Nature, unlike our computers, does not follow a rigid "for loop" structure for its iterations!

[Tglad]

The images are -0.5 to 0.5, but the last two are -4 to 4 I think. The last two aren't zero c, there is still c, but the mobius transforms m₂(v) have no translation.
No it isn't part of the traditional mandelbrot, there is no z^2.

[kram1032]

Since these are based on Möbius-transforms, it should be fairly easy to extend them to a "proper" 3D-version, right?
I'd be keen to see how that might look like.

[jehovajah]

No it isn't part of the traditional mandelbrot, there is no z^2.

This is not what I meant by traditional. Rather I am referring to the iconic form. Is it possible to approach to the iconic form with a suitable selection of the transforms? At the moment you have them on a randomiser of sorts I think you said initially.
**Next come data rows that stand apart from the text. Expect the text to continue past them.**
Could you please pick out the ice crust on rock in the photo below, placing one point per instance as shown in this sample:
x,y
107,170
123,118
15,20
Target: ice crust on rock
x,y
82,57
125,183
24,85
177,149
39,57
Can you control the rotation and scaling to approach to the iconic form?

[Tglad]

Kram1032- Yes that's right, it should work in 3d, though I think you would want the function to be triple-valued m₃(v) rather than double-valued.
It would be a bit of work though, because tripling each iteration will make rendering slow, and there might need to be a volumetric fog type of render, to render the density value per voxel.

Jehovajah- you'll have to tell me what you mean by 'iconic form' for the Mandelbrot set.

[Tglad]

Here's an example with simple symmetric parameters, which could easily extend to 3d.


shifts is 0, bends are (1,0) and (0,1), and flips are (-1,1) and (1,-1). Giving simpler code:

Code:

getPixelCount(int &count, Vector2 &point, int depth)
  for (i = 0; i<2; i++)
    pos = point - bends[i];
    pos /= dot(pos, pos);
    pos += bends[i];
    pos -= 2.0 * flips[i] * pos.dot(flips[i]) / dot(flips[i], flips[i]);
    pos *= scale;
    pos += C;
    if (dot(pos, pos) > 4)
      continue;
    if (depth == 0)
      count++;
    else
      getPixelCount(count, pos, depth - 1);

[kram1032]

Really nice
With a bit of gradient work, those bulb-like structures could turn out very much like some cartoony fractal flames
You are always showing small sections of the whole thing. Are these structures finite? Could you zoom out to an extend where you can see the whole thing?

[Tglad]

Hard to know actually, the difficulty is defining the escaped region. In Mandelbrot set the escaped points go to infinity and the region is any magnitude > 2, but for these fractals it isn't so simple, and the region changes with C. I don't think the threshold that works for the zoomed in region works on the zoomed out areas, consequently the fractal shapes give way to smoother shapes further from the centre of the image.
http://www.fractalforums.com/index.php?action=gallery;sa=view;id=12425

[cbuchner1]

I think we need a realtime GPU version of this

[kram1032]

good luck with realtime, if the calculation is indeed borderline exponential, heh
But faster should be doable.

I'd love to know how to even find proper escape-domains mathematically.
Like for the m-set, it's not just empirically obvious from experimentally rendering that nothing stays inside the set beyond r=2, it's proven mathematically, right?
If you knew how such things can be proven, maybe you could find the "correct" escape-radius, if it exists at all.